Au vu de ce qui précède, le recours sera admis et l'ordonnance entreprise annulée.
- Les frais judiciaires de recours seront arrêtés à 300 fr. pour la décision d'effet suspensif et à 900 fr. pour le présent arrêt, soit 1'200 fr. au total (art. 106 al. 1 CPC et art. 24 et 41 du RTFMC) et entièrement compensés par l'avance versée, laquelle reste acquise à l'Etat de Genève (art. 111 al. 1 CPC).
Vu la nature du litige et l'issue du recours, les frais judiciaires seront mis à la charge des parties par moitié chacune (art. 106 al. 2 et 107 let. c CPC). L'intimé sera par conséquent condamné à verser à la recourante 600 fr. à titre de frais judiciaires (art. 111 al. 2 CPC).

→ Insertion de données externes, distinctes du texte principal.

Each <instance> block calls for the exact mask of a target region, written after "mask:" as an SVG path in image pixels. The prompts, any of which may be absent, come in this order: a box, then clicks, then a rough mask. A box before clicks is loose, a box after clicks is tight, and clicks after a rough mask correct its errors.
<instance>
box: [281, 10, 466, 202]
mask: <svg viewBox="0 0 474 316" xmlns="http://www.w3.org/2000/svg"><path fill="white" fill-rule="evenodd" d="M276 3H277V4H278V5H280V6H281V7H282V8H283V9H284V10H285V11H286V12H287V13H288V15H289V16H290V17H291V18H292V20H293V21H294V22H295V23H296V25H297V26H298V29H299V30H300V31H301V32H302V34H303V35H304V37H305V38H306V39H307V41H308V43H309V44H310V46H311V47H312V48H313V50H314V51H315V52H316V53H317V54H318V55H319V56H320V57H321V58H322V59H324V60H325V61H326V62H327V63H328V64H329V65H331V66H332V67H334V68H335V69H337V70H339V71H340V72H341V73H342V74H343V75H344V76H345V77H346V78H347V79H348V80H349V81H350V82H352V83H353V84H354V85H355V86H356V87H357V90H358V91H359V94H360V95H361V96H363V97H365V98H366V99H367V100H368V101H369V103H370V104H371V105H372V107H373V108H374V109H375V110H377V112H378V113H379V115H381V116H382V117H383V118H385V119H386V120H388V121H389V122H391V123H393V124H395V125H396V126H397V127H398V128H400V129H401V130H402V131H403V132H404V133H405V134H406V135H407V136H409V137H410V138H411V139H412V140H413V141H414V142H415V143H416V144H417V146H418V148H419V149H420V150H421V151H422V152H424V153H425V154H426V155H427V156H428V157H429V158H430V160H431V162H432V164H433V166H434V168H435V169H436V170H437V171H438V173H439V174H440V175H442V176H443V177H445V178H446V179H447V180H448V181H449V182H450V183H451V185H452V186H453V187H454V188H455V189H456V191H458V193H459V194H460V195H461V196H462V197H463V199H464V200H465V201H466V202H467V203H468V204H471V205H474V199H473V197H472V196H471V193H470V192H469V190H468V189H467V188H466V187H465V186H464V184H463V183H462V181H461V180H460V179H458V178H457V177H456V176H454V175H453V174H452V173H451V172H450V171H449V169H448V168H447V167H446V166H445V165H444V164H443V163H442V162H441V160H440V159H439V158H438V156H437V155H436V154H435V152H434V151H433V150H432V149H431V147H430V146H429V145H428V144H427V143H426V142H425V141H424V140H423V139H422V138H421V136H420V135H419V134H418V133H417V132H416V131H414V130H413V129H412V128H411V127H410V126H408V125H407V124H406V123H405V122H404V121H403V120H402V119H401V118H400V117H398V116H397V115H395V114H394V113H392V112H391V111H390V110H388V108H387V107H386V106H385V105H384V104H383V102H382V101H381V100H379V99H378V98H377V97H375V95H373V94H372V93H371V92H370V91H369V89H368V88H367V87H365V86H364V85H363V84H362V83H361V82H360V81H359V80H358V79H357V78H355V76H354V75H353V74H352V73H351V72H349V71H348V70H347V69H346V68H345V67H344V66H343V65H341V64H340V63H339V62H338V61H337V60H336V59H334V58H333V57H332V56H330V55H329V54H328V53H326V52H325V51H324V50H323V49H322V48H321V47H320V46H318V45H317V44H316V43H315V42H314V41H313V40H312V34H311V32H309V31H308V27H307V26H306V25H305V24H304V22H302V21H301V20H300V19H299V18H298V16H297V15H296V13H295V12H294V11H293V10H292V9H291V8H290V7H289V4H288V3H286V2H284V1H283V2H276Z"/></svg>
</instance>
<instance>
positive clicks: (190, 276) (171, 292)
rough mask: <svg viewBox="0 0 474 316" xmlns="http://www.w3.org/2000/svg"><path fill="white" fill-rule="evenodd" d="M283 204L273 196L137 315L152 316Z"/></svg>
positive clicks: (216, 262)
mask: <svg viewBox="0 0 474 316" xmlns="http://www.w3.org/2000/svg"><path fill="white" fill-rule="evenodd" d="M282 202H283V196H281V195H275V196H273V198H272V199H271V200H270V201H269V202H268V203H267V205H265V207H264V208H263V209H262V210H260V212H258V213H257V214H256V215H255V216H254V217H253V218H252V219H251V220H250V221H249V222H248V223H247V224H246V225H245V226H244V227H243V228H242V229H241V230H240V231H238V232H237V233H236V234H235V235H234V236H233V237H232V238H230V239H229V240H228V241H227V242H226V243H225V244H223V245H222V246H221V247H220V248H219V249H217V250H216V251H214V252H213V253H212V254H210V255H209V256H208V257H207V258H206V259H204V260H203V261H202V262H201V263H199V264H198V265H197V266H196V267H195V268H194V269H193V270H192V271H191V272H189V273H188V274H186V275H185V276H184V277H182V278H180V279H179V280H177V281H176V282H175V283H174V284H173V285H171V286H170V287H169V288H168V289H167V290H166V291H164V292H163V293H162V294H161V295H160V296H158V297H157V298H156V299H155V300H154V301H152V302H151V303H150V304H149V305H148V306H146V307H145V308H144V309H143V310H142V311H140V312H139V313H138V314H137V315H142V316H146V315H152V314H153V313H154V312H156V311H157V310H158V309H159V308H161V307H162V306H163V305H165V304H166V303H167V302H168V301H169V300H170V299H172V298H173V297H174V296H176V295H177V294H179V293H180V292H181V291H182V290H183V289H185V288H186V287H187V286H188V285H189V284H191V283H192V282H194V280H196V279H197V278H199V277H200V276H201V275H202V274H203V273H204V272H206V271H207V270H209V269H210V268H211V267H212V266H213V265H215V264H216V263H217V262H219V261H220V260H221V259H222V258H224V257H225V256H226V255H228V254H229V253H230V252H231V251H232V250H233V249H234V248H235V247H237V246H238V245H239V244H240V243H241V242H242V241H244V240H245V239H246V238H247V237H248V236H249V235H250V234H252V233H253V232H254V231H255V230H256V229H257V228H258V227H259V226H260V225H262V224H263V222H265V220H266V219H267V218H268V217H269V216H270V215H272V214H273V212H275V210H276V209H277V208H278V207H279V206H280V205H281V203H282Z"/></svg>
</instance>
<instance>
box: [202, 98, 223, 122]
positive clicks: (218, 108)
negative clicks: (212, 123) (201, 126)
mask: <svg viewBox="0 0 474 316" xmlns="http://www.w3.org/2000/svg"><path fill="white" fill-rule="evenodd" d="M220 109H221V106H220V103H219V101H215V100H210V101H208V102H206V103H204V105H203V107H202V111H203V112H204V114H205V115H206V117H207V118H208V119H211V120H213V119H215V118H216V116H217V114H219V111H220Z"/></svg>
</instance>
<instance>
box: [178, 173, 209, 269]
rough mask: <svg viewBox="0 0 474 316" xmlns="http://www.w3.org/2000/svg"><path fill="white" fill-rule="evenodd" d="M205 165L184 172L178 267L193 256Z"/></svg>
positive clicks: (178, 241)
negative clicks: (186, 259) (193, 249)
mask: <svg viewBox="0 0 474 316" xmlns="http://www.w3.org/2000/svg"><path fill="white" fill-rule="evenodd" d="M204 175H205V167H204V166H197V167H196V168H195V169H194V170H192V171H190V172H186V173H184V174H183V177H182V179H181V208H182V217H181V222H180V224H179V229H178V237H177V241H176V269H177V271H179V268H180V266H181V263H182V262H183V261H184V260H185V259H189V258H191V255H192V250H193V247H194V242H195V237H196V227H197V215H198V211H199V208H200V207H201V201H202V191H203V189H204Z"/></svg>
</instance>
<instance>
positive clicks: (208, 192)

Pour les mêmes motifs, chaque partie supportera ses propres dépens (art. 107 al. 1 let c. CPC).
- Le présent arrêt, qui ne constitue pas une décision finale, peut être porté au Tribunal fédéral, par la voie du recours en matière civile (art. 51 al. 1 let. c et 72 ss LTF; arrêt du Tribunal fédéral 4A_85/2007 du 11 juin 2007 consid. 2.1), aux conditions de l'art. 93 LTF.
PAR CES MOTIFS, La Chambre civile :
A la forme :
Déclare recevable le recours interjeté par A______contre l'ordonnance rendue le 15 décembre 2015 par le Tribunal de première instance dans la cause C/22118/2009-15.
Au fond :
Annule l'ordonnance attaquée.
Déboute les parties de toutes autres conclusions de recours.
Sur les frais :
Arrête les frais judiciaires de recours à 1'200 fr., les met pour moitié à la charge de A______ et pour moitié à la charge de B______ et les compense avec l'avance, qui reste acquise à l'Etat de Genève.
Condamne B______ à verser 600 fr. à A______ à titre de frais judiciaires de recours.
Dit que chaque partie supporte ses propres dépens de recours.
Siégeant :
Madame Florence KRAUSKOPF, présidente; Madame Sylvie DROIN, Monsieur Ivo BUETTI, juges; Madame Marie NIERMARÉCHAL, greffière.
La présidente :
Florence KRAUSKOPF
La greffière :
Marie NIERMARÉCHAL
Indication des voies de recours :
Conformément aux art. 72 ss de la loi fédérale sur le Tribunal fédéral du 17 juin 2005 (LTF; RS 173.110), le présent arrêt peut être porté dans les trente jours qui suivent sa notification avec expédition complète (art. 100 al. 1 LTF) par-devant le Tribunal fédéral par la voie du recours en matière civil, aux conditions de l'art. 93 LTF.
Le recours doit être adressé au Tribunal fédéral, 1000 Lausanne 14.
Valeur litigieuse des conclusions pécuniaires au sens de la LTF supérieure ou égale à 30'000 fr.(art. 51 let. c LTF).